The commission is currently mulling whether to launch a formal inquiry into Labour MP Shane Jones' allegations that Countdown pressured suppliers into making payments or else face having their products pulled from its shelves.
Mr Jones, the Food and Grocery Council and Prime Minister John Key have all called for suppliers who come forward with information to be able to do so anonymously.
This afternoon the commission said it would grant them that protection.
"The commission will not disclose the identity and/or information unless consent is given or the commission is required to by law" it said in a statement.
"If confidentiality is a concern then it should be raised when first contact is made with the commission."
Mr Key this morning underlined his support for a formal investigation, saying that while he had never seen anything to demonstrate that Countdown was performing or acting improperly, "for everybody, Countdown themselves and New Zealand consumers and for New Zealand workers we need to understand what's gone on".
Meanwhile, as a campaign to boycott Countdown supermarkets gathers pace, Mr Key warned against adopting protectionist measures.
Tauranga man Nevan Lancaster a week ago started a Facebook page "Boycott Countdown"in response to Countdown's Australian parent company, Woolworths Ltd, dropping New Zealand suppliers from some of its own brand product lines in Australia in favour of local suppliers.

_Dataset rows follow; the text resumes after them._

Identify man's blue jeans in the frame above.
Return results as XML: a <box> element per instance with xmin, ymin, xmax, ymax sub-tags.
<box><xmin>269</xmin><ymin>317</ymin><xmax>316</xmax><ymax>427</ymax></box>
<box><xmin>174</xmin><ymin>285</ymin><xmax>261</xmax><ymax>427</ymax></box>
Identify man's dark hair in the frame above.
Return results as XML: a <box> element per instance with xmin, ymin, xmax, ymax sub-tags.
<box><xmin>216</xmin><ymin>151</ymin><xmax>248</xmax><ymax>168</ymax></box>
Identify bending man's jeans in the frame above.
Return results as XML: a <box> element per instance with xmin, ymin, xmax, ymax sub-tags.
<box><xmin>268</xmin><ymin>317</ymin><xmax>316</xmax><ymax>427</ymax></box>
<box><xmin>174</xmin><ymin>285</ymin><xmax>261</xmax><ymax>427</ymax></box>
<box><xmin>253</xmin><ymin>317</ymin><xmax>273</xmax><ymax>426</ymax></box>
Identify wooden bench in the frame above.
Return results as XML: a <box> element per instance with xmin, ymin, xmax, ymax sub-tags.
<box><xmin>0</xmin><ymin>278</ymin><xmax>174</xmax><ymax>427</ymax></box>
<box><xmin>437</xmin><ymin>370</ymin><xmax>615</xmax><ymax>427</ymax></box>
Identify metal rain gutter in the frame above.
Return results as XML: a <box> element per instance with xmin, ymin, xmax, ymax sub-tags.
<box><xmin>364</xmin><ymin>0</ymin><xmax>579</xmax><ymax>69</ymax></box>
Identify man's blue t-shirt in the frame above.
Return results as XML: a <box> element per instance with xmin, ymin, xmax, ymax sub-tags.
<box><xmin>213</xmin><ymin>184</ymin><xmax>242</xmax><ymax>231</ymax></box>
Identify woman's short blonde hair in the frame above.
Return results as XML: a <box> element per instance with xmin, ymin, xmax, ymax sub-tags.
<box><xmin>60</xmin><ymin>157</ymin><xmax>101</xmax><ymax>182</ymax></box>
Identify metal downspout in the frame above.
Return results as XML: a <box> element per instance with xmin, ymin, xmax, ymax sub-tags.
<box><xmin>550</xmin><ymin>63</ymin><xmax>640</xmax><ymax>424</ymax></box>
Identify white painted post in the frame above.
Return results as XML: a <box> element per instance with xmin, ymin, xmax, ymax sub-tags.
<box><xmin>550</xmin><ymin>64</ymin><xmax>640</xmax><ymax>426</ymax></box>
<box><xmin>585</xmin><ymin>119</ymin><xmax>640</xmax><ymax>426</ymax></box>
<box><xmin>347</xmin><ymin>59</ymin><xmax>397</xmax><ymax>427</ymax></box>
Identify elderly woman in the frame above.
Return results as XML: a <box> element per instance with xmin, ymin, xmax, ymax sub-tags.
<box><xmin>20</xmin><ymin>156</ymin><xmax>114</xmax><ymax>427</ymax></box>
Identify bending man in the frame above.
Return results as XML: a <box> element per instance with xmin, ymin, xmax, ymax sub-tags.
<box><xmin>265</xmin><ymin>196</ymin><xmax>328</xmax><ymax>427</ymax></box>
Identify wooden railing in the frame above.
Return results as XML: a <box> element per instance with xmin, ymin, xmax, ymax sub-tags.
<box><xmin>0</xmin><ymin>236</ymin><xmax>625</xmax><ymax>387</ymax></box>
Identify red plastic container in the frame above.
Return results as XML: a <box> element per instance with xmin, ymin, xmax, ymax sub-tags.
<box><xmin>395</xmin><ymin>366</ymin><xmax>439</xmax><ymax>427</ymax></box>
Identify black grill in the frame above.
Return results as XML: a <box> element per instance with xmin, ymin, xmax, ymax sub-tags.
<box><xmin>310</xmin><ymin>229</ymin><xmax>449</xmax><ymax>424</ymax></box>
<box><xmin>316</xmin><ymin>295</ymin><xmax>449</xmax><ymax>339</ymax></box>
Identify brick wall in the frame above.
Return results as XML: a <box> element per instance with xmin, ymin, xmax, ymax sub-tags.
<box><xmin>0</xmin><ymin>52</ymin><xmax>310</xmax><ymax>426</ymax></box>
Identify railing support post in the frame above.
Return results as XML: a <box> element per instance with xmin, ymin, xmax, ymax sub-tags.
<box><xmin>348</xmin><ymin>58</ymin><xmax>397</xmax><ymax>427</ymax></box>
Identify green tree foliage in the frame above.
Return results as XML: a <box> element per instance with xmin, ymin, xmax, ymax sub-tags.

The number of "likes" leapt from 1000 on Wednesday to 8117 by this afternoon following Mr Jones' allegations.
Mr Lancaster wants people to stop shopping at Countdown and instead give their grocery dollar to locally-owned producers and suppliers.
"Basically if our goods are not good enough to be sold to Australians, then the company is not good enough to sell to us," Mr Lancaster said.
This morning Mr Key said that with New Zealand so reliant on food exports, "if we get too protectionist in New Zealand, while it might feel good in the very short term, in the long term we run the risk that there's retaliatory action around the world and we don't benefit from that at all".